North Korea also resorted to selling missile components and production equipment to clients, which include Iran, Pakistan and Syria, the report said.

“These changes will allow more rapid shipping deliveries, and interception of such shipments will become more difficult,” it said.

The CNS noted with interest that North Korea’s ballistic missiles appear to be under air force, not army, command and control.

It was Gen. Jo Myong-rok, then commander of the North Korean Air Force, who led a delegation to Iran in February 1994 to discuss testing of the Rodong missile in Iran, the report said.

“It should also be noted that Iranian ballistic missiles fall under the command and control of the air wing of the Iranian Revolutionary Guard Corps,” it said.

North Korea’s missile program came under renewed scrutiny after the secretive regime test-fired seven missiles last month, ranging from versions of its short-range Rodong to its long-rang Taepodong presumed to be able to strike the U.S. west coast.

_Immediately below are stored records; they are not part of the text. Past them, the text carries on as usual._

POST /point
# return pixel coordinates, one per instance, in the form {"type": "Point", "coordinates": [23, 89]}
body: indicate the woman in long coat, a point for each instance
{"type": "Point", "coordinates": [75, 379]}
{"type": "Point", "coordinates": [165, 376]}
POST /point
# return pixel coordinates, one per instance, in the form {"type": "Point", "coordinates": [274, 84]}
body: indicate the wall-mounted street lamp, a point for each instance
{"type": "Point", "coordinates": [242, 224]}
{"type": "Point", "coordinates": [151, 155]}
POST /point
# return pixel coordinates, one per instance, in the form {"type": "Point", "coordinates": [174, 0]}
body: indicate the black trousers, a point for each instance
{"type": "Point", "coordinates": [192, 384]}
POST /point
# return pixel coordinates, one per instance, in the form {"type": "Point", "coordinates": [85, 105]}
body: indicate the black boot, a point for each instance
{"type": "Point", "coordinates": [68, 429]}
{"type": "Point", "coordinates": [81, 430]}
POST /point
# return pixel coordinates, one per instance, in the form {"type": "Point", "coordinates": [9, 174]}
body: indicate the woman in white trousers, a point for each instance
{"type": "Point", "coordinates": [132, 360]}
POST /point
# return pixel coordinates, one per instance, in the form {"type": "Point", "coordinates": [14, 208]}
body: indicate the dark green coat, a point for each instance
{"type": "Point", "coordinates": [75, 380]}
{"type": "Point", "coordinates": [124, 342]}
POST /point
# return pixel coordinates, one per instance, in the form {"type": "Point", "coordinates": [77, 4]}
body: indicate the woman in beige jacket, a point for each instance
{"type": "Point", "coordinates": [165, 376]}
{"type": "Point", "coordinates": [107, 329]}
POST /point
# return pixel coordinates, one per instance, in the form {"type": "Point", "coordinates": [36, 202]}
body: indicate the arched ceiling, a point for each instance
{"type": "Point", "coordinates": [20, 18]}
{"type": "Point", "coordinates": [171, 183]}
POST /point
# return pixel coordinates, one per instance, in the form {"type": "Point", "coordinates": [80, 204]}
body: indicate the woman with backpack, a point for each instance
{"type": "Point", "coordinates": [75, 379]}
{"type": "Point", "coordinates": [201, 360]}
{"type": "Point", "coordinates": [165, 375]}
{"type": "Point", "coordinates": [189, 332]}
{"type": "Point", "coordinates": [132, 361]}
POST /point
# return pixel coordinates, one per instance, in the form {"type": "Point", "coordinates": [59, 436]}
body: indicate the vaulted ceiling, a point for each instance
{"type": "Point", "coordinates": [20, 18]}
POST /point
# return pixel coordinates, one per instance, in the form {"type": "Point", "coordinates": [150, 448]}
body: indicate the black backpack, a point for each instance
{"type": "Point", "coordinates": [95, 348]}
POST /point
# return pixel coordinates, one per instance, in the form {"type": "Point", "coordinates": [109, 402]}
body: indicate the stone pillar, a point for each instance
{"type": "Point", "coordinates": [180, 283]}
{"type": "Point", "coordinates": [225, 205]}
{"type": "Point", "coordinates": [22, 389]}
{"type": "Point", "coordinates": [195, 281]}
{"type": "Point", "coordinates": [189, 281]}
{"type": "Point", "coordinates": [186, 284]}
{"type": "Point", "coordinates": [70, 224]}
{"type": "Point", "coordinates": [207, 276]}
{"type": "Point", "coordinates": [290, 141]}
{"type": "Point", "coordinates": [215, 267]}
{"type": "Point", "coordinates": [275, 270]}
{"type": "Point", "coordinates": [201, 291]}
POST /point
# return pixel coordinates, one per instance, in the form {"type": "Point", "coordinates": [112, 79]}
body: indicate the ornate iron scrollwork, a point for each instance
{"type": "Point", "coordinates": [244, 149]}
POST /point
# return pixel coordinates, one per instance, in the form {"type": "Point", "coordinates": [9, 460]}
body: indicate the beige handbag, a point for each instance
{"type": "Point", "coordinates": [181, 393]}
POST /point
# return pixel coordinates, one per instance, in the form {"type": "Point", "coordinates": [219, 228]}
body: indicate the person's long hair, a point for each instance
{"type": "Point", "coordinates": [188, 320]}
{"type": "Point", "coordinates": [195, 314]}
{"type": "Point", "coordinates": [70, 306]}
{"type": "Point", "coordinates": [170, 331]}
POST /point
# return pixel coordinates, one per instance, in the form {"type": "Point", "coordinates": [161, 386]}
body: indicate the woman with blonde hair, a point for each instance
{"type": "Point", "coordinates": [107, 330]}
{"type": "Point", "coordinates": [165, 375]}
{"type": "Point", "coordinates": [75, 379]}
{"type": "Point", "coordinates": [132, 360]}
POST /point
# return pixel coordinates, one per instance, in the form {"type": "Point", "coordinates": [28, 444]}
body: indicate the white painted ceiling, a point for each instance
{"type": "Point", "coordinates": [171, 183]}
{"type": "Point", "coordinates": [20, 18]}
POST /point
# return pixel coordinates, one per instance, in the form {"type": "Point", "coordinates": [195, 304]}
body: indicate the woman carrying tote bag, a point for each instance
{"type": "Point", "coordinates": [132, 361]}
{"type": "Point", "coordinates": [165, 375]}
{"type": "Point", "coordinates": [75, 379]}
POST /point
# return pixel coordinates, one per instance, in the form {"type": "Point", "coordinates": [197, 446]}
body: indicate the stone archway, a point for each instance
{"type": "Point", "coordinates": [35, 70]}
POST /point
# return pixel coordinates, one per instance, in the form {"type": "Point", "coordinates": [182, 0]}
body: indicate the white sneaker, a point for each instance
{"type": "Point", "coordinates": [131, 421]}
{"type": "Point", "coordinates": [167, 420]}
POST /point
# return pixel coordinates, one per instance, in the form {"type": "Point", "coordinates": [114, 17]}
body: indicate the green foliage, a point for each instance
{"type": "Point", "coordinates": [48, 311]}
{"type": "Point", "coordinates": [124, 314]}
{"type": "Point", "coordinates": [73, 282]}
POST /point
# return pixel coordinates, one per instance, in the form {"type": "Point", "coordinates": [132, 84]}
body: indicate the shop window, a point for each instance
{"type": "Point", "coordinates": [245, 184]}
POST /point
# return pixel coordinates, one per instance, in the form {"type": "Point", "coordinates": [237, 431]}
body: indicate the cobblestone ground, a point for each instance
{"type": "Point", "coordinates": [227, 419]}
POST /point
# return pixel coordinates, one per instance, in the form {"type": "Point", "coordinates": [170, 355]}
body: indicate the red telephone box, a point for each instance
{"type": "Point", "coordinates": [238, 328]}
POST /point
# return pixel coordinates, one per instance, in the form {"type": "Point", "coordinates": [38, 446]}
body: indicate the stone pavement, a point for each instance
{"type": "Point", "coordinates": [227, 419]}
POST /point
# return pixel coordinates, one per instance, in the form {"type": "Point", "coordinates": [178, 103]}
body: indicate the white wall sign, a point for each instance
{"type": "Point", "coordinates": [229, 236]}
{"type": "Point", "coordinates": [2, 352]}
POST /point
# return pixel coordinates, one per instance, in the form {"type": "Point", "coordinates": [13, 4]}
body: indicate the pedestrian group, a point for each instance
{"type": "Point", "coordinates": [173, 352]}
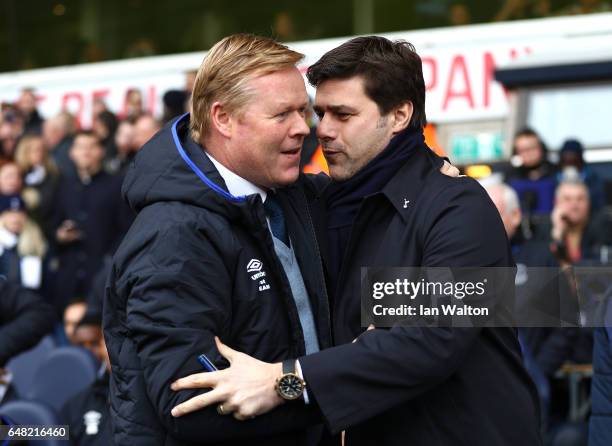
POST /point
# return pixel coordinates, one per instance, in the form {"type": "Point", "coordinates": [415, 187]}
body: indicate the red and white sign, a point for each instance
{"type": "Point", "coordinates": [458, 66]}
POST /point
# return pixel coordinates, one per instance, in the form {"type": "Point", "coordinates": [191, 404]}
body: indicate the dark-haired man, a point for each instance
{"type": "Point", "coordinates": [389, 206]}
{"type": "Point", "coordinates": [90, 219]}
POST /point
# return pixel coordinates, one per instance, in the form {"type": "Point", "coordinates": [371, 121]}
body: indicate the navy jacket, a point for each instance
{"type": "Point", "coordinates": [422, 386]}
{"type": "Point", "coordinates": [195, 264]}
{"type": "Point", "coordinates": [600, 428]}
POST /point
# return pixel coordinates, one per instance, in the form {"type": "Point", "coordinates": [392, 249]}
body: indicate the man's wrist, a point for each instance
{"type": "Point", "coordinates": [298, 370]}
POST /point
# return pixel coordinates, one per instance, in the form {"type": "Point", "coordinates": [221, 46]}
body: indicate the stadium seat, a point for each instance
{"type": "Point", "coordinates": [65, 371]}
{"type": "Point", "coordinates": [24, 365]}
{"type": "Point", "coordinates": [34, 413]}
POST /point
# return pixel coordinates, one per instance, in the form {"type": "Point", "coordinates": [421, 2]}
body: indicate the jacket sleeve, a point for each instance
{"type": "Point", "coordinates": [384, 368]}
{"type": "Point", "coordinates": [24, 319]}
{"type": "Point", "coordinates": [178, 302]}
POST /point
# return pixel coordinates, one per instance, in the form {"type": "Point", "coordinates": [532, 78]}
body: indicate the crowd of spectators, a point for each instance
{"type": "Point", "coordinates": [557, 217]}
{"type": "Point", "coordinates": [62, 216]}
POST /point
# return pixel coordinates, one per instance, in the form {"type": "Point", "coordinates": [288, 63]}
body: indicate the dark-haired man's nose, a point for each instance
{"type": "Point", "coordinates": [326, 130]}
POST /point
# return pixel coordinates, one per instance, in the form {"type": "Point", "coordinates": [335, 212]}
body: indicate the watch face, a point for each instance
{"type": "Point", "coordinates": [290, 387]}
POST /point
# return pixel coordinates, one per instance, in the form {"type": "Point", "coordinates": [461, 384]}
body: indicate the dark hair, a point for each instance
{"type": "Point", "coordinates": [88, 133]}
{"type": "Point", "coordinates": [90, 318]}
{"type": "Point", "coordinates": [392, 72]}
{"type": "Point", "coordinates": [528, 131]}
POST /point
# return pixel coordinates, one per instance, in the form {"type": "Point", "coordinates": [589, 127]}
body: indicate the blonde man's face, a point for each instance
{"type": "Point", "coordinates": [268, 132]}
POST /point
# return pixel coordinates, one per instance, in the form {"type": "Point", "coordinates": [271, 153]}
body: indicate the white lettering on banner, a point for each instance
{"type": "Point", "coordinates": [458, 66]}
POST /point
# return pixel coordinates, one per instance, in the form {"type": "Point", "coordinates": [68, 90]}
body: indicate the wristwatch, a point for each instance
{"type": "Point", "coordinates": [289, 385]}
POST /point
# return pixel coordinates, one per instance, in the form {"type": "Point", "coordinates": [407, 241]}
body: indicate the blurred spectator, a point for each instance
{"type": "Point", "coordinates": [540, 285]}
{"type": "Point", "coordinates": [88, 334]}
{"type": "Point", "coordinates": [22, 246]}
{"type": "Point", "coordinates": [90, 219]}
{"type": "Point", "coordinates": [531, 174]}
{"type": "Point", "coordinates": [572, 166]}
{"type": "Point", "coordinates": [133, 105]}
{"type": "Point", "coordinates": [95, 297]}
{"type": "Point", "coordinates": [144, 128]}
{"type": "Point", "coordinates": [58, 132]}
{"type": "Point", "coordinates": [105, 126]}
{"type": "Point", "coordinates": [24, 320]}
{"type": "Point", "coordinates": [98, 107]}
{"type": "Point", "coordinates": [141, 47]}
{"type": "Point", "coordinates": [459, 14]}
{"type": "Point", "coordinates": [73, 313]}
{"type": "Point", "coordinates": [11, 128]}
{"type": "Point", "coordinates": [126, 149]}
{"type": "Point", "coordinates": [174, 104]}
{"type": "Point", "coordinates": [11, 181]}
{"type": "Point", "coordinates": [26, 104]}
{"type": "Point", "coordinates": [41, 178]}
{"type": "Point", "coordinates": [586, 7]}
{"type": "Point", "coordinates": [574, 238]}
{"type": "Point", "coordinates": [87, 414]}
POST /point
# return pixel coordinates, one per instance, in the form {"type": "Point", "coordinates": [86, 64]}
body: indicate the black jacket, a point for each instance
{"type": "Point", "coordinates": [24, 319]}
{"type": "Point", "coordinates": [88, 417]}
{"type": "Point", "coordinates": [191, 267]}
{"type": "Point", "coordinates": [422, 386]}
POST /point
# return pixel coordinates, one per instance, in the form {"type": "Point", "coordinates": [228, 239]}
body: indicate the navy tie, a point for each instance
{"type": "Point", "coordinates": [277, 218]}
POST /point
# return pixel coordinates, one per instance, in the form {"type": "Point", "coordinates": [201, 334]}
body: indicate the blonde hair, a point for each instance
{"type": "Point", "coordinates": [31, 241]}
{"type": "Point", "coordinates": [22, 154]}
{"type": "Point", "coordinates": [227, 68]}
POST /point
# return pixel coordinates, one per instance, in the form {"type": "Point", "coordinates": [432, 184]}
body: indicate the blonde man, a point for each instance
{"type": "Point", "coordinates": [217, 249]}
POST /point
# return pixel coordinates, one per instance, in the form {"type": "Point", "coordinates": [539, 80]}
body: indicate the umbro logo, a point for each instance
{"type": "Point", "coordinates": [254, 265]}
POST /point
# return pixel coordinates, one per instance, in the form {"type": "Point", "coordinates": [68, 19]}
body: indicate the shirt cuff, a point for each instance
{"type": "Point", "coordinates": [298, 369]}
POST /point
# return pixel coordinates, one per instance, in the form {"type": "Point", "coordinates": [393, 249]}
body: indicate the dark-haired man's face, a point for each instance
{"type": "Point", "coordinates": [529, 149]}
{"type": "Point", "coordinates": [87, 153]}
{"type": "Point", "coordinates": [351, 129]}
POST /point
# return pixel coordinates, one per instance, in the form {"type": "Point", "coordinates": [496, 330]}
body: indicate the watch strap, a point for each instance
{"type": "Point", "coordinates": [289, 366]}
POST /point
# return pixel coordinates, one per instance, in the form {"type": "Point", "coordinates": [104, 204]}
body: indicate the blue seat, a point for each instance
{"type": "Point", "coordinates": [31, 412]}
{"type": "Point", "coordinates": [65, 372]}
{"type": "Point", "coordinates": [24, 365]}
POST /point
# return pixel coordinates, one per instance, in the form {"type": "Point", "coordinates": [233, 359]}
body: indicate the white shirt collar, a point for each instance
{"type": "Point", "coordinates": [236, 185]}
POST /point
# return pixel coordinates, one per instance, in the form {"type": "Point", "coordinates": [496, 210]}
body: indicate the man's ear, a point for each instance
{"type": "Point", "coordinates": [220, 119]}
{"type": "Point", "coordinates": [401, 116]}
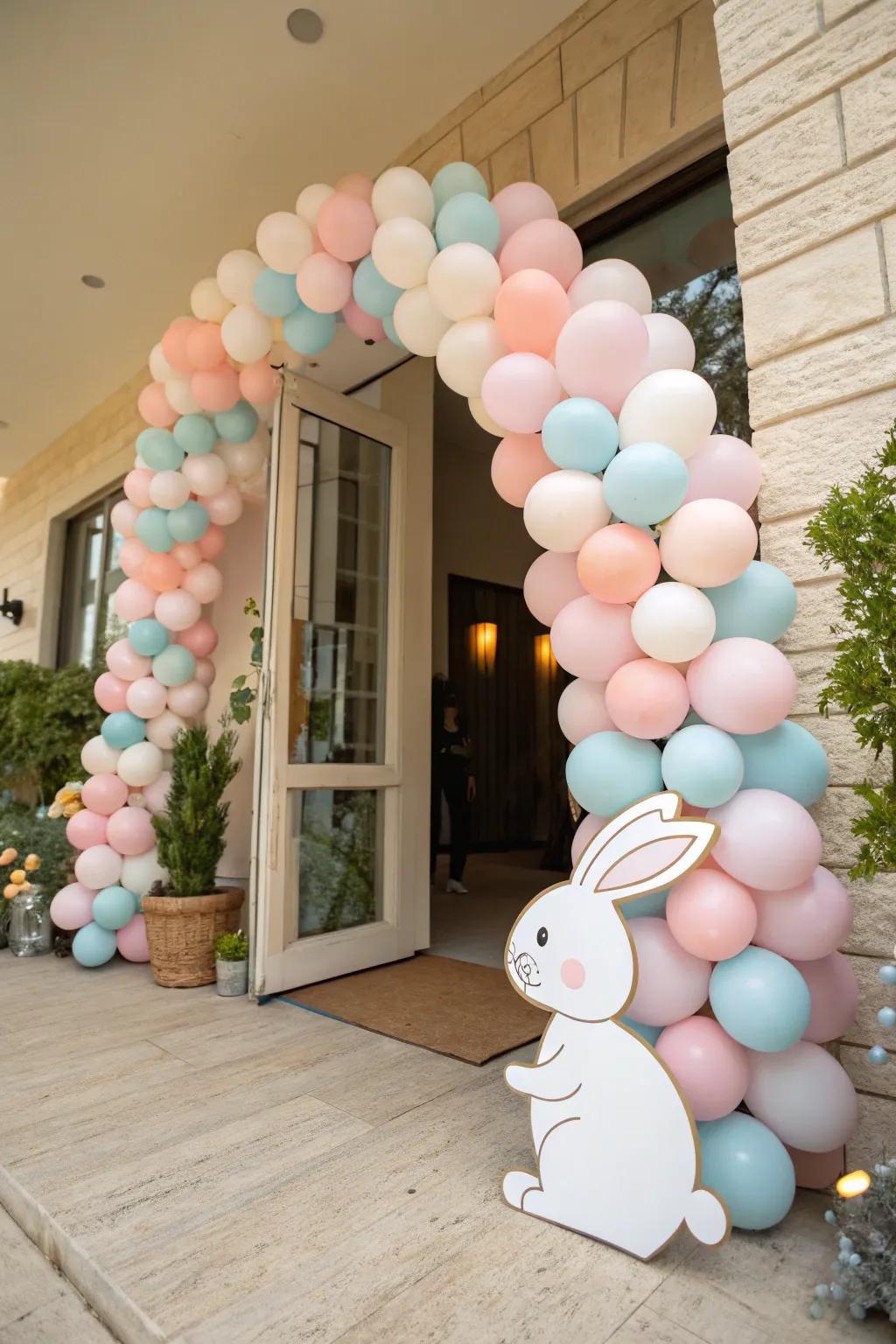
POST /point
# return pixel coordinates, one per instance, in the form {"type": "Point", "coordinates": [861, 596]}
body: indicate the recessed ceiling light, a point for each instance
{"type": "Point", "coordinates": [305, 25]}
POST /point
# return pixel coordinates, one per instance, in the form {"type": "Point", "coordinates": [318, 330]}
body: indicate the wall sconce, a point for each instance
{"type": "Point", "coordinates": [484, 641]}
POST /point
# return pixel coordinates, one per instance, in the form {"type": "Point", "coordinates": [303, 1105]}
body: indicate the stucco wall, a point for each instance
{"type": "Point", "coordinates": [810, 120]}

The CNS said that while the test launches suggest advances in North Korea’s missile capabilities, there are still several technical hurdles before the long-range versions can be fielded.

“The developmental leaps to successful multiple stage systems using large rocket motors cannot be achieved without external technological assistance,” it said.

“Some of this assistance is probably being provided by Russian specialists, both in North Korea and Russia,” said the report, due mainly to Moscow’s inability to completely halt the leakage of information.

It added that while the shorter-range Rodong missiles are operational, since it has exported some to Iran, Pakistan and other nations, “it may not have enough missiles to field a full brigade.”